Glen Greenwald and Sam Haris are having a a spat over an Al Jazeera article that Glen tweeted about.  The article calls Sam out for being racist and Islamophobic.  Sam, of course, is aghast.  How can it possibly be "racist" to state the simple truth that Muslims engage in terrorism and other unsavory behaviors more than non-Muslims?

Here's how:
We should profile Muslims, or anyone who looks like he or she could conceivably be Muslim...
How exactly do you propose we do that, Sam? What exactly does it mean to "look like" someone who "could conceivably be Muslim?" More to the point, what does it mean for someone to not look like they could "conceivably be Muslim"?  Isn't Islam a belief system?  Exactly what outwardly visible physical traits make it inconceivable that a person might harbor that belief system?
Every moment spent frisking the Mormon Tabernacle Choir subtracts from the scrutiny paid to more likely threats. Who could fail to understand this?
That is not at all the same thing.  Being a member of the Mormon Tabernacle Choir and looking like you are a member are two completely different things.  If you judge someone to be a member of the Choir because they present you with, say, a document that shows they are a member, that is one thing.  But judging them to be a member of the choir because of how they look, (and let's not kid ourselves, because they are white), that is racist, even if being white actually does make a good predictor of Mormonism!  Who could fail to understand this?

The only thing that frustrates me more than conservative bigots is liberal bigots because they really ought to know better.  Alas, even liberals have blind spots.

3 comments:

Don Geddis said...

When you say, "judging them ... because of how they look ... is racist", it seems to me that you're cheating a bit by using the word "racist". It's as though you are "proving" he's racist by a technical definition of the term, but then relying on the obvious connotation that readers will interpret this as "bad/evil/wrong".

In other words, an example of the Noncentral Fallacy, like saying "Martin Luther King was a criminal".

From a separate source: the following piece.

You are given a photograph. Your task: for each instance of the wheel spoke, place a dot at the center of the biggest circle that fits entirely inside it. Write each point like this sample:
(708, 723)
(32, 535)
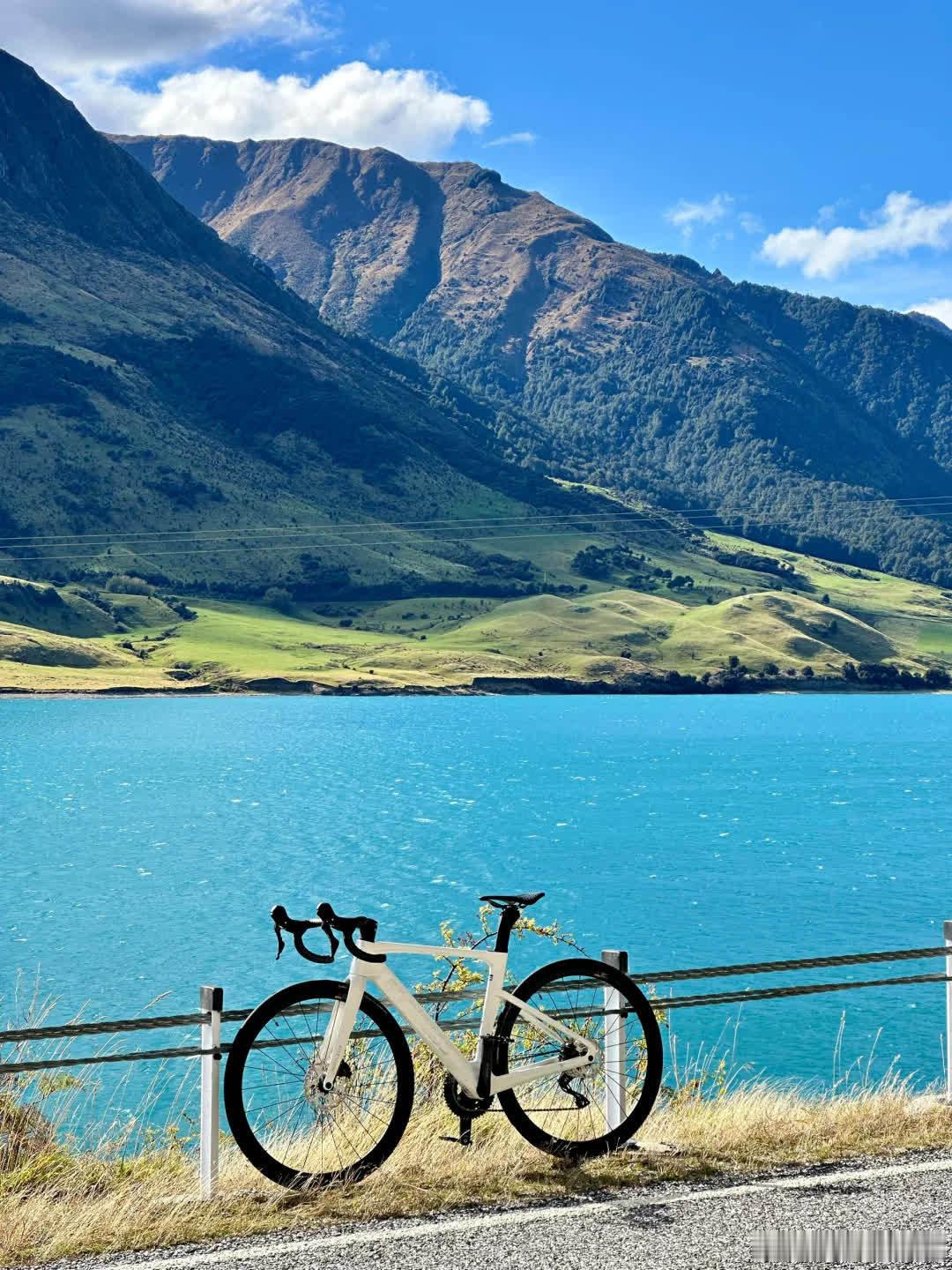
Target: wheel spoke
(288, 1124)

I think you do a reasonable job, before that, of directly addressing whether Harris's suggestions are good or bad, feasible or dangerous. But the summary of "what he wrote is racist" doesn't seem as relevant as the question for whether these are good ideas or not. It just seems like at attempt to get people to dismiss the ideas without thinking about them.

Ron said...

I intended the bad/evil/wrong connotation. Harris argues that people's beliefs drive them to irrational action (which is true) but then advocates discriminating against people based not on their beliefs but their physical appearance. He doesn't advocate discriminating against people who are Muslim, he advocates discriminating against people who look like they might be Muslims. That's a crucial difference. It is his advocating discrimination based on appearance that makes him a racist and a bigot. If he were to advocate discrimination based on belief then I'd be right behind him, at least in principle. But then, of course, the burden would still fall on him to answer a different question: how do you determine someone's beliefs?

Will Linden said...

What does a "Muslim" look like? Like my 6 foot blond cousin the dervish? Or does he get a pass, because, even though Moslem, he doesn't "look like" it? And if he does, how can that not be racist?